Machine Learning algorithms are being used more often than we can imagine and there is a good reason for that. Let's see what kind of different Machine Learning algorithms exist and how they can help us in solving everyday life problems.
Many different Machine Learning algorithms are widely used in many areas of our life and they help us to solve some everyday problems. Algorithms can help us not only to recognize images, videos, and texts, but are also used to fortify cybersecurity, improve medical solutions, customer service, and marketing.
Basically, there are few different types of Machine Learning algorithms. There is a major distinction between supervised learning and unsupervised learning techniques. Let’s see what are the main differences between them and how specifically they can help us.
To put it simply, we train an algorithm and at the end pick the model that best predicts some well-defined output based on the input data.
Supervised techniques adapt the model to reproduce outputs known from a training set (e.g. recognize car types on photos). In the beginning, the system receives input data as well as output data. Its task is to create appropriate rules that map the input to the output. The training process should continue until the level of performance is high enough. After training, the system should be able to assign an output objects which it has not seen during the training phase. In most cases, this process is really fast and accurate.
There are two types of Supervised Learning techniques: Regression and Classification. Classification separates the data, Regression fits the data.
Regression is a technique that aims to reproduce the output value. We can use it, for example, to predict the price of some product, like a price of a house in a specific city or the value of a stock. There is a huge number of things we can predict if we wish.
Classification is a technique that aims to reproduce class assignments. It can predict the response value and the data is separated into “classes”. Examples? Recognition of a type of car in a photo, is this mail spam or a message from a friend, or what the weather will be today.
In this Machine Learning technique, we do not have any outcome variables to predict. The computer is trained with unlabeled data. Unsupervised techniques aim to uncover hidden structures, like find groups of photos with similar cars, but it's a bit difficult to implement and is not used as widely as supervised learning.
Unsupervised techniques may be used as a preliminary step before applying supervised ones. The internal structure of the data may provide information on how to better reproduce outputs.
In unsupervised techniques, we have clustering and dimensionality reduction.
Clustering is used to find similarities and differences. It groups similar things together. Here we don’t provide any labels, but the system can understand data itself and cluster it well. Unlike classification, the final output labels are not known beforehand.

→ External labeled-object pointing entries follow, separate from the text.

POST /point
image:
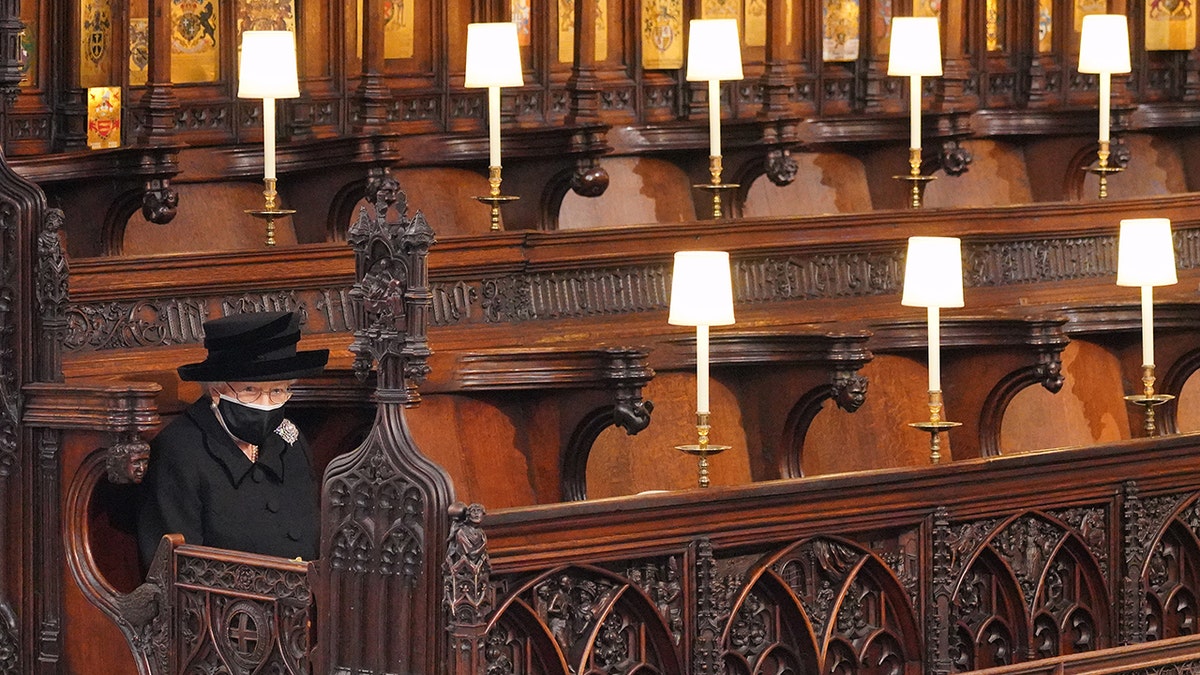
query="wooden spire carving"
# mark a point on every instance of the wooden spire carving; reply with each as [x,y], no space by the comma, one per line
[385,506]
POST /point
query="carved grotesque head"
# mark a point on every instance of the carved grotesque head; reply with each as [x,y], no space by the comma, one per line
[126,463]
[850,392]
[474,514]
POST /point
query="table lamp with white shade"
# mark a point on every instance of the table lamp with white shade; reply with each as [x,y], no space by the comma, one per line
[493,60]
[1146,258]
[701,296]
[714,53]
[1104,49]
[916,51]
[933,279]
[268,70]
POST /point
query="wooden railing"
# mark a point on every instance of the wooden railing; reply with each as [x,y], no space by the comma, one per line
[939,569]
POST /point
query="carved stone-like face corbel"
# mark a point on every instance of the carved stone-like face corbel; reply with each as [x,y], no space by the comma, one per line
[781,167]
[850,390]
[125,463]
[1050,370]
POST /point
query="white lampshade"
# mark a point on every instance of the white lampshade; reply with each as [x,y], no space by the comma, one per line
[1146,252]
[933,273]
[701,290]
[1104,43]
[916,47]
[493,55]
[268,66]
[714,51]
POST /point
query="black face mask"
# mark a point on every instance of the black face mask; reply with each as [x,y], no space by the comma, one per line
[249,424]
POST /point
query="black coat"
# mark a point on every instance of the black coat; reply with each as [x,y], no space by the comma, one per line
[202,485]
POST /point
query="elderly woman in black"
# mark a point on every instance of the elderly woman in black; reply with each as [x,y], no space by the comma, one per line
[232,471]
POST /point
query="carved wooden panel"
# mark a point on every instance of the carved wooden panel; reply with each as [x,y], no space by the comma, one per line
[240,615]
[1032,586]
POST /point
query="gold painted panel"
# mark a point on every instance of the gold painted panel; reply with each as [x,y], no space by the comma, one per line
[95,42]
[265,15]
[27,46]
[399,29]
[567,31]
[721,10]
[995,25]
[1045,27]
[1084,7]
[103,117]
[756,23]
[840,31]
[521,12]
[193,41]
[139,51]
[1170,24]
[661,34]
[790,19]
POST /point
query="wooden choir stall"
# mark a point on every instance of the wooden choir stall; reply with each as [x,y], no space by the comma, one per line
[497,432]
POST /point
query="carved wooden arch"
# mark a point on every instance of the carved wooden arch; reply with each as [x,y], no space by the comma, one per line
[1072,604]
[550,202]
[142,614]
[1171,382]
[1019,557]
[828,603]
[1170,573]
[117,219]
[1170,584]
[997,626]
[796,429]
[579,449]
[630,412]
[580,605]
[343,209]
[1048,372]
[849,390]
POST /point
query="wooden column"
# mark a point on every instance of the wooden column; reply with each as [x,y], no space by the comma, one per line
[372,96]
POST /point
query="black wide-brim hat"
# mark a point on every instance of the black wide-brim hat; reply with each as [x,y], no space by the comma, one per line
[255,347]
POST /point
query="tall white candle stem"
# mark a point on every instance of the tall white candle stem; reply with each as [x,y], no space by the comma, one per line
[935,352]
[269,138]
[1147,326]
[493,126]
[915,111]
[714,118]
[702,369]
[1105,96]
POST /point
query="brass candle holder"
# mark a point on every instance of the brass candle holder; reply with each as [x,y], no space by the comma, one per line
[917,181]
[495,198]
[1102,168]
[702,448]
[714,185]
[1149,399]
[270,211]
[935,425]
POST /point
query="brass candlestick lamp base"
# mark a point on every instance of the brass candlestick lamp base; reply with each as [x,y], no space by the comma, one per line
[702,448]
[1103,169]
[918,183]
[935,425]
[270,213]
[495,198]
[1149,399]
[715,186]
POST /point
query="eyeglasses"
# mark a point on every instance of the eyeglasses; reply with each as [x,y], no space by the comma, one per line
[251,393]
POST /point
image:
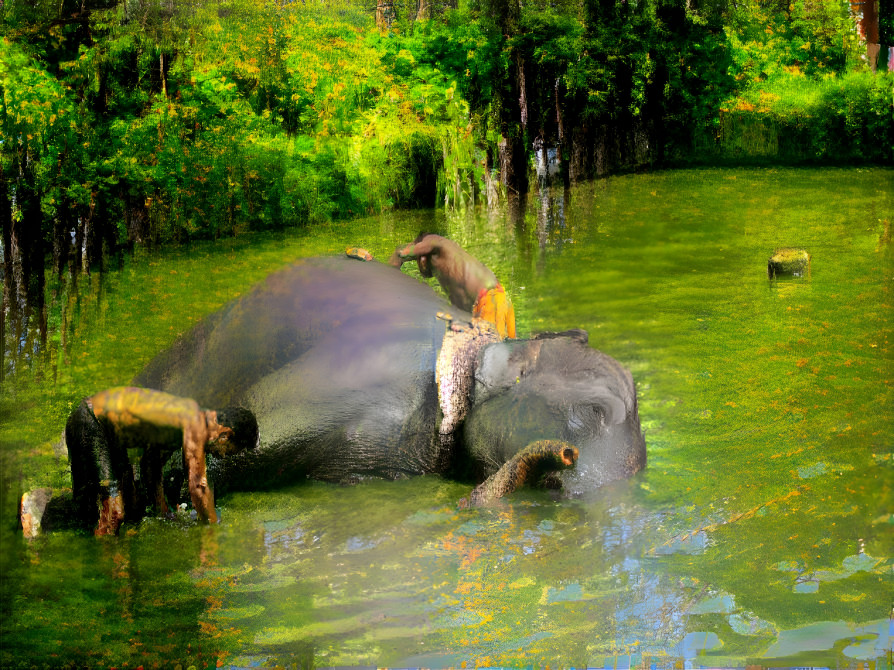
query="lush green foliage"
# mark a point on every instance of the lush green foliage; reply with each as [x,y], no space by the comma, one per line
[166,120]
[847,118]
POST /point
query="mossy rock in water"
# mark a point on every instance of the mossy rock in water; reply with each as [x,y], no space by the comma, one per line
[788,262]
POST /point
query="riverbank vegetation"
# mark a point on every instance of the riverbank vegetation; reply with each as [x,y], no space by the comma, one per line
[161,121]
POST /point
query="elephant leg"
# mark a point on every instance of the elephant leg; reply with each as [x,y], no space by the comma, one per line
[98,472]
[528,466]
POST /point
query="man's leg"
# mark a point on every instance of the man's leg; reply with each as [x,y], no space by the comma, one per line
[96,472]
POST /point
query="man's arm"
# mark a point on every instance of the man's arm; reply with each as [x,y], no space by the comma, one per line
[194,438]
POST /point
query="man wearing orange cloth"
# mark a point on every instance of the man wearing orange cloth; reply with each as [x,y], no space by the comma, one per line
[469,284]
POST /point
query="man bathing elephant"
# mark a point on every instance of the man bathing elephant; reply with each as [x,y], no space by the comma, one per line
[469,284]
[354,371]
[119,440]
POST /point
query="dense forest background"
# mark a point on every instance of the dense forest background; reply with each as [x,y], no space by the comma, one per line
[151,121]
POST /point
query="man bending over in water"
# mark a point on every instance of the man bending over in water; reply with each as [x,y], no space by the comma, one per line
[119,440]
[469,284]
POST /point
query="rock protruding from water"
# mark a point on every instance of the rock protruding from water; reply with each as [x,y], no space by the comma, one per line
[788,262]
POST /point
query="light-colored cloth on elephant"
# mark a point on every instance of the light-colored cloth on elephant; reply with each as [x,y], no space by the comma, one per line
[494,305]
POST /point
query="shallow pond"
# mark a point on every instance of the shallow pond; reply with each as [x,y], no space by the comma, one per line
[760,533]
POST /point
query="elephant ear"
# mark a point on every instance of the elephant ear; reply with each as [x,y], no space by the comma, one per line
[457,360]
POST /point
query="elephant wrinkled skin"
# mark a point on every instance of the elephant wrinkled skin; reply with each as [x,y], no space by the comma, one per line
[338,359]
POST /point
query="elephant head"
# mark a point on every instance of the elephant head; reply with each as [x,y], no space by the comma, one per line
[556,387]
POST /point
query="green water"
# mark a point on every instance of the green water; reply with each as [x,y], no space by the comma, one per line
[761,531]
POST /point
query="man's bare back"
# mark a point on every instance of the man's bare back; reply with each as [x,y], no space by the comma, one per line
[469,283]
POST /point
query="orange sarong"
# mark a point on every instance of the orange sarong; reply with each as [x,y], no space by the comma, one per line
[493,305]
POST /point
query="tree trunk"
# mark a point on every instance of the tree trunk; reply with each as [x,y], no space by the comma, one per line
[513,107]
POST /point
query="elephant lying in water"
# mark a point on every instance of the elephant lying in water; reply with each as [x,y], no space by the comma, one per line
[354,370]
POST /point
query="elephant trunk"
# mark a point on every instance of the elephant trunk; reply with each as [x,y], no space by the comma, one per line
[528,466]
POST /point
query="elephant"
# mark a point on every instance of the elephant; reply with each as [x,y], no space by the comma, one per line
[355,370]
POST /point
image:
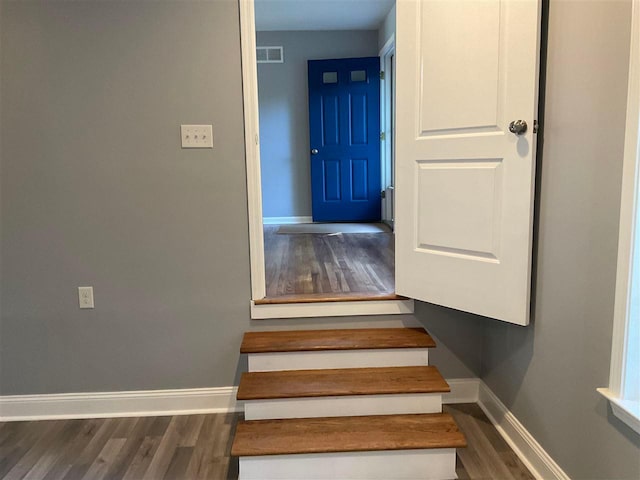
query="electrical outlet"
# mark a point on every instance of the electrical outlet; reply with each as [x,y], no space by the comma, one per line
[196,136]
[85,297]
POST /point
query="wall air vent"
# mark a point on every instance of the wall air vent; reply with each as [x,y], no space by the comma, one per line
[270,55]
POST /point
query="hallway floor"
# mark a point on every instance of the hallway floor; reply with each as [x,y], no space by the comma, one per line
[351,264]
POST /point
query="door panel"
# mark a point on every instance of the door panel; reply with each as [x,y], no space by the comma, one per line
[344,122]
[465,183]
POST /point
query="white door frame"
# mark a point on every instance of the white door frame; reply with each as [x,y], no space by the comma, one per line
[387,125]
[254,198]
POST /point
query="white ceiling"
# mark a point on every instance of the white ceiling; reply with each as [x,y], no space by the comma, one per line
[320,14]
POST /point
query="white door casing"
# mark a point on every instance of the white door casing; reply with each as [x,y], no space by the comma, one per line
[464,182]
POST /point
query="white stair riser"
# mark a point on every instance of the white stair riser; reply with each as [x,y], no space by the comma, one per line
[436,464]
[400,357]
[352,405]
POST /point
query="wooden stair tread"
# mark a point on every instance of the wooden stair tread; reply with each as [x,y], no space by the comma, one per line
[346,434]
[343,339]
[340,382]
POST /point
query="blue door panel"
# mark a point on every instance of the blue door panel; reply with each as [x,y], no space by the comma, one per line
[358,121]
[330,120]
[344,121]
[359,179]
[331,180]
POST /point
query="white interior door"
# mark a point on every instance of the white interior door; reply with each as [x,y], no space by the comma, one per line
[464,182]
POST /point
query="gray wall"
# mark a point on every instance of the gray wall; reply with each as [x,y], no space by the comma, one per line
[284,112]
[547,374]
[96,191]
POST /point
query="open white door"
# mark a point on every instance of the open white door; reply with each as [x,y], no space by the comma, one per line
[464,183]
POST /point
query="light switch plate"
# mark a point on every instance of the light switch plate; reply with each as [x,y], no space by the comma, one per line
[85,297]
[196,136]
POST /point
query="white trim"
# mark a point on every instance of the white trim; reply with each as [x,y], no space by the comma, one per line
[286,220]
[535,458]
[332,309]
[463,390]
[626,410]
[386,125]
[252,146]
[628,204]
[145,403]
[141,403]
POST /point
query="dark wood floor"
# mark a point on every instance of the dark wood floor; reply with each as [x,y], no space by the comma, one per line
[193,447]
[319,264]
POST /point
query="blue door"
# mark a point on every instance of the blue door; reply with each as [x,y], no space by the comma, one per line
[344,123]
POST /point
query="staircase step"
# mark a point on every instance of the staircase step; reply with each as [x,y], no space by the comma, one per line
[346,434]
[343,339]
[340,382]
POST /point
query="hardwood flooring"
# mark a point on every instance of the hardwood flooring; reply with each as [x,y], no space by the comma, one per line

This kind of algorithm can help us solve many obstacles, like create clusters of similar tweets based on their content, find groups of photos with similar cars, or identify different types of news.
Dimensionality reduction is used to find a better (less complex) representation of the data. After applying such a process, the data set should have a reduced amount of redundant information while the important parts may be emphasized. In practice, this could be realized as a removing a column from a database from further analysis.
In the previous two types of Machine Learning techniques, there are no labels or labels are present for all the observations. Sometimes, we need something between these two. In such situations we can use Semi-Supervised Learning, which refers to a learning process in which lots of output values (the ones we want to predict) are missing. It requires applying both supervised and unsupervised methods in order to obtain useful results. This is often the case within medical applications, in which medical doctors are unable to manually classify/mark all types of illness due to the overwhelming amounts of data.
Sometimes, the required value of the output is not known explicitly, but the system provides feedback on the provided output. Learning based on such feedback is called Reinforcement Learning. This is used, for example, for training the gaming AI in the game NERO. Another example can be found in schools. Students learn about a specific topic (reinforcement learning), then they sit an exam, and the teacher gives them grades without specifying which answers were correct and which were not.
Machine Learning can identify patterns that we are unable to see or find in huge amounts of data. There are different Machine Learning algorithms which are well suited for many different types of situations, such as Supervised and Unsupervised Learning, as well as Semi-Supervised and Reinforcement learning, which are somewhere between the former two. All together, they can help all of us solve many problems and make new discoveries.